Stream handling for LLM API responses.
Basic usage
{:ok, stream} = LLM.stream("Hello", provider: :openai, model: "gpt-4")
{:ok, response} = LLM.Stream.collect(stream, on_chunk: fn c -> IO.write(c.text) end)For most use cases LLM.generate/2 is simpler — it opens the stream and
calls collect/2 for you.
Chunk types
Each call to next/1 returns a list of typed chunk structs:
| Struct | Meaning |
|---|---|
LLM.Stream.Chunk | Text delta (:text field) |
LLM.Stream.Thinking | Reasoning delta (:text and optional :signature) |
LLM.Stream.ToolCall | Tool invocation (:id, :name, :arguments, :complete) |
LLM.Stream.Stop | End of generation (:reason, :usage) |
LLM.Stream.Error | Provider-level error (:message) |
Manual iteration
{:ok, stream} = LLM.stream("Hello", provider: :anthropic, model: "claude-sonnet-4-6")

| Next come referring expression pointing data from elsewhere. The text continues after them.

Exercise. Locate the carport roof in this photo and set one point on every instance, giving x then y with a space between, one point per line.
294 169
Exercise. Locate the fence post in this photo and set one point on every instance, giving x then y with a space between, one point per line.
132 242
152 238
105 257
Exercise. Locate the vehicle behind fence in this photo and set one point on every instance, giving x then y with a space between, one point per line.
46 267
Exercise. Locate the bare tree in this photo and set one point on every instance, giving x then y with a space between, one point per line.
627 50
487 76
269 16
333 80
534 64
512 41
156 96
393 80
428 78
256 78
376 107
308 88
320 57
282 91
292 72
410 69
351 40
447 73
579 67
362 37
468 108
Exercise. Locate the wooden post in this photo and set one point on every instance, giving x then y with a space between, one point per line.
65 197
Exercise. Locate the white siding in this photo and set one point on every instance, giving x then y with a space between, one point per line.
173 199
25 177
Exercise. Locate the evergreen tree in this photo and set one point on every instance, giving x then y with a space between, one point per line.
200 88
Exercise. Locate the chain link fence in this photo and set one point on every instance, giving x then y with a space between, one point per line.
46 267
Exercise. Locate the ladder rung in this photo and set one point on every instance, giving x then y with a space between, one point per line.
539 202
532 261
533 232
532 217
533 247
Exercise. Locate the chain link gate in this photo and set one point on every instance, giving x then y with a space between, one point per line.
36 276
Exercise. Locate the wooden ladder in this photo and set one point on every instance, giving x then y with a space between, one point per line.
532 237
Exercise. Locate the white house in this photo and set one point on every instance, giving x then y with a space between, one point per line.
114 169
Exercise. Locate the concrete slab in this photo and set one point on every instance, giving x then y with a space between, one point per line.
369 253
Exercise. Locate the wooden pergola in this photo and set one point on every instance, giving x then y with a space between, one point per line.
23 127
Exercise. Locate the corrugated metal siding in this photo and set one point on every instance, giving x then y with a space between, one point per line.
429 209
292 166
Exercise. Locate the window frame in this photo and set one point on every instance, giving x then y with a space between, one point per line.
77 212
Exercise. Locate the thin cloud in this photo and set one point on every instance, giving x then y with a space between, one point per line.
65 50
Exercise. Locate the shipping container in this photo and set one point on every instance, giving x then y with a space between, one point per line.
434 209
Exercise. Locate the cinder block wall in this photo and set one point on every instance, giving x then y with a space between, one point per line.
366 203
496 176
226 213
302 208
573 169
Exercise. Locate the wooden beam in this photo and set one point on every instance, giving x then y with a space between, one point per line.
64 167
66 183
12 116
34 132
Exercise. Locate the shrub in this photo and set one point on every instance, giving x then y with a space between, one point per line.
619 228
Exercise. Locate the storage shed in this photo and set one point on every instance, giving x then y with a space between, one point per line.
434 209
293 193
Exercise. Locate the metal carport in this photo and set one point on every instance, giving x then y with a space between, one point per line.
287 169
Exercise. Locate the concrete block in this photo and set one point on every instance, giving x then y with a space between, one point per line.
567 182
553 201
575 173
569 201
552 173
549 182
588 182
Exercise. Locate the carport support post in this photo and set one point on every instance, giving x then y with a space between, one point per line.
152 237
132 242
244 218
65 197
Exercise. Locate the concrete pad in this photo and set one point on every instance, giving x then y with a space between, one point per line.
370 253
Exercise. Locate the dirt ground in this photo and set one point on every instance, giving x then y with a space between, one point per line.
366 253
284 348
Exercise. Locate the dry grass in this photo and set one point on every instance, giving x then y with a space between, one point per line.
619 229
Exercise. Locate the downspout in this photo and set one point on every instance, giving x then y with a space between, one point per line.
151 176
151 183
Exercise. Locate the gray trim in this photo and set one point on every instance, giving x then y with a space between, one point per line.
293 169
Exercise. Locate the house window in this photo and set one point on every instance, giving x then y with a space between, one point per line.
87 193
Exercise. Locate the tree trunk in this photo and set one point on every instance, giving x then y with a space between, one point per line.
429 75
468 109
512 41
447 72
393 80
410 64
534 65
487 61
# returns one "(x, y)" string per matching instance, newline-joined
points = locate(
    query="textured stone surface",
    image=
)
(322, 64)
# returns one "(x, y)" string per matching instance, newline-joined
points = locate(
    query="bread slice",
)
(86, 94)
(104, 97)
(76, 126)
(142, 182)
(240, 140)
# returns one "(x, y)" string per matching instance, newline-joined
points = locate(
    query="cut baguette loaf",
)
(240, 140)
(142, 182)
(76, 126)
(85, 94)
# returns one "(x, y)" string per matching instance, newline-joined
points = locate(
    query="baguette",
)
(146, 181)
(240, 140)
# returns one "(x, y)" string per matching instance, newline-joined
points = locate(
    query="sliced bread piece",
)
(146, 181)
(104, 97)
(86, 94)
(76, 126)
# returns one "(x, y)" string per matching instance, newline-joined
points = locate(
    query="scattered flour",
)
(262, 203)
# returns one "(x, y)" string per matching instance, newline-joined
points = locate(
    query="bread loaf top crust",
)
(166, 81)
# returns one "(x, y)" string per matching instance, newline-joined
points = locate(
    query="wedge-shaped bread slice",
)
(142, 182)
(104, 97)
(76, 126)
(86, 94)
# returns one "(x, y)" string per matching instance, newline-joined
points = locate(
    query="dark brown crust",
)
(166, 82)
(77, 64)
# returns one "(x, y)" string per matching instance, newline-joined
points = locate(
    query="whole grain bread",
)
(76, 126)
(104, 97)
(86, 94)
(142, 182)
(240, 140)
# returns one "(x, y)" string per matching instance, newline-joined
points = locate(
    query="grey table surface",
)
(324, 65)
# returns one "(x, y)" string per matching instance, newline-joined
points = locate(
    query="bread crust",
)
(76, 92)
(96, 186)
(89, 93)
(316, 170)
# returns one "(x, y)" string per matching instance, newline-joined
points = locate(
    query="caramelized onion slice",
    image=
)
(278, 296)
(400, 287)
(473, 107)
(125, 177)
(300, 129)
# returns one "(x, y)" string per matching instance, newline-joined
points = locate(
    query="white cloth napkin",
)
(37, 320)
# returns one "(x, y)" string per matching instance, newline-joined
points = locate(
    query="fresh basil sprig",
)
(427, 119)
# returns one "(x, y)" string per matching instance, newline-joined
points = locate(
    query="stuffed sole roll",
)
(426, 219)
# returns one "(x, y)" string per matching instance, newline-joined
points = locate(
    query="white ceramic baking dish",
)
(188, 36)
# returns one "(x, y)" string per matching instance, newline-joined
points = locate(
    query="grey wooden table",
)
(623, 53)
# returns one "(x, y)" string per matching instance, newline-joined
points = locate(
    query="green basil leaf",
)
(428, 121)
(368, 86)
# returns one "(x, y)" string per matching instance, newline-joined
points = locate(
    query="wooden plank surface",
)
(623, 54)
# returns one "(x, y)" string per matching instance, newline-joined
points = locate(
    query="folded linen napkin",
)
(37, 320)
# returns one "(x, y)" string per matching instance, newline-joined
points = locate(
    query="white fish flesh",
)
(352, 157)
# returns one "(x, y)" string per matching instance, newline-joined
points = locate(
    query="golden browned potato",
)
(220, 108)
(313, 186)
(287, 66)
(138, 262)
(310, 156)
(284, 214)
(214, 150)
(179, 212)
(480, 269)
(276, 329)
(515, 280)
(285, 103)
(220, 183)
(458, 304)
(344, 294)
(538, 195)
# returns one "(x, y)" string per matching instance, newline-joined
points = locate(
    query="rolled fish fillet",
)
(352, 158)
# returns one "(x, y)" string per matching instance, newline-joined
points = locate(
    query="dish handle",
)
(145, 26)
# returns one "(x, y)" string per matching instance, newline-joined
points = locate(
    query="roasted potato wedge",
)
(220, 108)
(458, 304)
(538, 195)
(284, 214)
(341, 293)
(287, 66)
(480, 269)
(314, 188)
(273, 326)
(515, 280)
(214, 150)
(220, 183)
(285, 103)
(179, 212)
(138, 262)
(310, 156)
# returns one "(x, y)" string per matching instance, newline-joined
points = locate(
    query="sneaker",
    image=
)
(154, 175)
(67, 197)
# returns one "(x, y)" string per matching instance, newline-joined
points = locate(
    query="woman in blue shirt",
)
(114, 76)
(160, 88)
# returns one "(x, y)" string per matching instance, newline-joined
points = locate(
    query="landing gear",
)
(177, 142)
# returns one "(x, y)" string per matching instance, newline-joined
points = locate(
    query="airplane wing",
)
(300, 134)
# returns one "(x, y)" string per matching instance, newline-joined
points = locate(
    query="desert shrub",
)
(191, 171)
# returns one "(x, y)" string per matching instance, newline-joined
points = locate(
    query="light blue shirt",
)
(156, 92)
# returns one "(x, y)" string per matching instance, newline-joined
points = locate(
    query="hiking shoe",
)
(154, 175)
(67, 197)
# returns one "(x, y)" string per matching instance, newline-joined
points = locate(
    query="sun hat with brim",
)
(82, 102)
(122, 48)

Enum.reduce_while(Stream.iterate(stream, &LLM.Stream.next/1), [], fn
{:ok, chunks, _s}, acc -> {:cont, acc ++ chunks}
{:halt, _}, acc -> {:halt, acc}
end)Tool call loop
When auto_tools: true (default), collect/2 automatically:
- Detects complete
ToolCallchunks at end of stream - Looks up and executes each tool in
context.tools - Appends the assistant turn + tool results to the conversation
- Opens a new stream and repeats (up to
max_roundstimes)
Use :on_message to observe each completed turn. It fires once per finished
LLM.Message in conversation order — every assistant turn, and every tool
result (as a role: :tool message) — including the final assistant turn:
{:ok, response} = LLM.Stream.collect(stream,
on_message: fn
%LLM.Message{role: :assistant} = msg -> IO.puts("assistant: #{msg.content}")
%LLM.Message{role: :tool} = msg -> IO.puts("tool #{msg.name}: #{msg.content}")
end
)Pair it with :on_chunk to observe both token-level deltas and turn-level
messages in a single pass. The full reconstructed conversation is also
available afterwards as response.messages.
Avoid sending messages to the calling process's mailbox from inside the
callback, as next/1's receive loop will consume and discard unknown
messages — use an Agent or ETS table to accumulate instead.
Summary
Functions
Collect all chunks into a final response, executing tool calls automatically.
Receive the next chunk from the stream.
Start a streaming request. Returns {:ok, stream} or {:error, reason}.
Types
@type chunk_type() :: LLM.Stream.Chunk.t() | LLM.Stream.ToolCall.t() | LLM.Stream.Thinking.t() | LLM.Stream.Stop.t() | LLM.Stream.Error.t()
@type t() :: %LLM.Stream{ accumulated_usage: LLM.Usage.t(), adapter: module(), adapter_state: map(), base_message_count: non_neg_integer(), buffer: String.t(), context: LLM.Context.t(), deadline: term(), done: boolean(), headers: [{String.t(), String.t()}], opts: keyword(), provider: map(), ref: Req.Response.t(), rounds: non_neg_integer(), timeout: non_neg_integer(), url: String.t() }
Functions
@spec collect( t(), keyword() ) :: {:ok, LLM.Response.t()} | {:error, term()}
Collect all chunks into a final response, executing tool calls automatically.
Options
:auto_tools— auto-execute tool calls (default:true):max_rounds— max tool call rounds (default:10):on_chunk— callback for each chunk,fn chunk -> ... end:on_message— callback fired once per completedLLM.Message(each assistant turn and each tool result, in order),fn message -> ... end
@spec next(t()) :: {:ok, [chunk_type()], t()} | {:halt, t()} | {:error, term()}
Receive the next chunk from the stream.
Returns:
{:ok, [chunk], stream}— one or more chunks received{:halt, stream}— stream ended{:error, reason}— error occurred
@spec start( LLM.Context.t(), keyword() ) :: {:ok, t()} | {:error, term()}
Start a streaming request. Returns {:ok, stream} or {:error, reason}.